A root slid under our feet, burrowing deep into the soil. It sped toward the cliff. The ground erupted. Branches spiraled up, high, higher, and higher. Hunter green leaves burst open. White flowers as big as my head opened, showing a whirl of pink stamens topped with a bright yellow clump of carpels.

A colossal magnolia, taller than the tallest redwood, wider than the widest sequoia, spread its giant branches over the plateau. Connected to the inn, and yet separate from it, but vibrant and so much alive. It felt like Magnolia Green. It was more than a tree but less than an inn. It grew from a Gertrude Hunt root, and both were well. Relief washed over me. I slumped forward, and Sean caught me and grinned.

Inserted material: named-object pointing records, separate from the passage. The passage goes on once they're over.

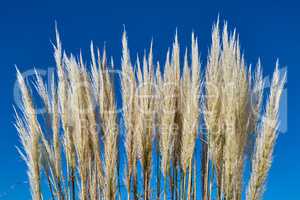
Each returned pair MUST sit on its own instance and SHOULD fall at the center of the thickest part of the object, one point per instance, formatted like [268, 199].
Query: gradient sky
[267, 29]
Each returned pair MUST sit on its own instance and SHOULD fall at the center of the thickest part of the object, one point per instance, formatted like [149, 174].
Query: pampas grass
[73, 145]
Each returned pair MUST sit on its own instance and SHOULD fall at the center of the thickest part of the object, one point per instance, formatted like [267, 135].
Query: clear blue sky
[268, 29]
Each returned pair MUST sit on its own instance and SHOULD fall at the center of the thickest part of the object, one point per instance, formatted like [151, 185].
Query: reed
[75, 143]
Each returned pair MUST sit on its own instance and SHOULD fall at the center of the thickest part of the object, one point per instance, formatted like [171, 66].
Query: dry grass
[73, 144]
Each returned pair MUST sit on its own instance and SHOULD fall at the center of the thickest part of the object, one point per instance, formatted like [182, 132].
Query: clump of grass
[73, 144]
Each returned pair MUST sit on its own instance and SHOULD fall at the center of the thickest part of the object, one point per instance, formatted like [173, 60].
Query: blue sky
[268, 29]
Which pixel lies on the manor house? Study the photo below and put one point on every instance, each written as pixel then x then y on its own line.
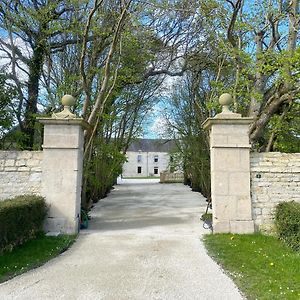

“We can never tell anyone about this,” Tony said.

“Are you speaking as an ad-hal or a friend?” Sean asked him.

“Both. Nobody can know. The Assembly will… I don’t even know what they will do, but we won’t like it.”

“Then they don’t need to know,” Sean said.

A beautiful bird cried out overhead and landed on the magnolia’s mighty branches. I had never seen one like it.

“Where are we?” I wondered.

Tony was looking out past the tree, where twin moons rose, one larger and tinted with purple, and the other small and orange.

“This is…” he said.

“Daesyn,” Sean finished for him. “Home planet of House Krahr.”